Singapura Bantah Setujui Indonesia Kelola Seluruh Wilayah Udara
Wisnu AS
26/11/2015 00:00
()
KEMENTERIAN Luar Negeri (Ministry of Foreign Affair/MFA) Singapura membantah laporan CNN Indonesia pada Selasa (24/11), yang menyatakan Singapura tidak keberatan dengan niat Indonesia untuk mengelola seluruh wilayah udaranya. MFA juga menolak bahwa Negeri Singa mendukung Indonesia mengambil alih wilayah udara beberapa daerah di Riau, seperti Batam, Tanjung Pinang, Bintan, dan Kepulauan Natuna dalam waktu 3-4 tahun ke depan.
"Laporan itu tidak akurat. DPM (Deputy Prime Minister) Teo (Chee Hean) tidak setuju terhadap saran tersebut. Persoalan terkait Flight Information Region (FIR) itu muncul selama makan malam yang diselenggarakan oleh Menteri Koordinator Politik, Hukum, dan Keamanan Luhut Pandjaitan pada 23 November 2015. DPM Teo tidak setuju dan tidak bisa menyepakati isu besar seperti hal tersebut dalam diskusi singkat informal selama makan malam,†tulis juru bicara MFA dalam keterangan pers yang diterima Kamis (26/11).
MFA menegaskan bahwa administrasi FIR tidak terkait dengan kedaulatan. Hal ini terjadi berdasarkan pertimbangan operasional untuk penyediaan pelayanan lalu lintas udara kontrol yang efektif dengan prioritas penting pada keselamatan penerbangan. Singapura sejatinya telah mengendalikan wilayah udara di atas beberapa daerah di Riau sejak 1946.
DPM Teo menekankan bahwa masalah FIR merupakan isu operasional dan teknis yang kompleks di bawah lingkup Organisasi Penerbangan Sipil Internasional (International Civil Aviation Organisation/ICAO). Ditambah lagi, hal itu melibatkan banyak negara dan maskapai penerbangan dalam penggunaan wilayah udara sibuk yang diatur FIR. Poin tersebut ditegaskan DPM Teo dalam pertemuan dengan beberapa pemimpin Indonesia selama kunjungannya di Jakarta pada 23-25 November 2015, termasuk Menko Polhukam Luhut Pandjaitan dan Menteri Luar Negeri Retno Marsudi.
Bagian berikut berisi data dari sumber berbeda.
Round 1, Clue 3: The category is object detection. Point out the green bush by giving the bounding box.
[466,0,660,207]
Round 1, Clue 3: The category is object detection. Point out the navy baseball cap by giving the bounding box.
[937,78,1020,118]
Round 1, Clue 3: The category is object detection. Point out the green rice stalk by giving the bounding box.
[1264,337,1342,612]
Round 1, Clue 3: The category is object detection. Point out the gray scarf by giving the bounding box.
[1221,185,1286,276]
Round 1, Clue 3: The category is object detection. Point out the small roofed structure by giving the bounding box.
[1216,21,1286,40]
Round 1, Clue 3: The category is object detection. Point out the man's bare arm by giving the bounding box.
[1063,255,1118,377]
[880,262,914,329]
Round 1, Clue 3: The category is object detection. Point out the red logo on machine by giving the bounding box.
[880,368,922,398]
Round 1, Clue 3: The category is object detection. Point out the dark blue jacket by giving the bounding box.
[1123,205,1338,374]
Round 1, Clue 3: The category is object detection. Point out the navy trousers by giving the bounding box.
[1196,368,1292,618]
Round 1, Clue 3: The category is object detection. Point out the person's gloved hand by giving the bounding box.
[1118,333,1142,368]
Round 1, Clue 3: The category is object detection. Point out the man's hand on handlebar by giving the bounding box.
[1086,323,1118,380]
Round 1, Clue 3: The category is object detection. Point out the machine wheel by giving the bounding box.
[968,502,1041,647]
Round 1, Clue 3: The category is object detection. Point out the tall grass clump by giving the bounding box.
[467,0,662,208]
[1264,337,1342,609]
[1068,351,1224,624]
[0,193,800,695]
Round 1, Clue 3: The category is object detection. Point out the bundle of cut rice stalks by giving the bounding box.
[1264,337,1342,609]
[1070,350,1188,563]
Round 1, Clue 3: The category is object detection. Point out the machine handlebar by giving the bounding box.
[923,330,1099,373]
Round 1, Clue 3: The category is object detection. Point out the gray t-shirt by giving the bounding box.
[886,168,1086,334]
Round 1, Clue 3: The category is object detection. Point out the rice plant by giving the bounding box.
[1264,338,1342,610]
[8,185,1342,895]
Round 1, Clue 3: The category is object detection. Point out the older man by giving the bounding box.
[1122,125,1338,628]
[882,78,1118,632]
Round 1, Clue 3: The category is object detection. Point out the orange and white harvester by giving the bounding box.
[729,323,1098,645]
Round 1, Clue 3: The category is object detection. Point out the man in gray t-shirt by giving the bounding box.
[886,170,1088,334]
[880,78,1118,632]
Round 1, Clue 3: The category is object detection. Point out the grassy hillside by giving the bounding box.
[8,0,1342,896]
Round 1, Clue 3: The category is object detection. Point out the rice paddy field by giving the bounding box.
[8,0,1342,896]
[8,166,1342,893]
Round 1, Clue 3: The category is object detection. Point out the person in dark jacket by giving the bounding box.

"Para pemimpin Indonesia mengakui bahwa pengelolaan wilayah udara untuk keperluan teknis dan operasional tidak terkait kedaulatan. Mereka juga sepakat bahwa perhatian penting harus ditujukan pada keselamatan, efisiensi, dan kelancaran FIR. Ada banyak contoh tentang wilayah udara suatu negara dikelola otoritas lalu lintas udara negara lain. Misalnya, Indonesia juga menyediakan layanan lalu lintas udara di wilayah negara-negara lain," tutup keterangan dari MFA.(RO)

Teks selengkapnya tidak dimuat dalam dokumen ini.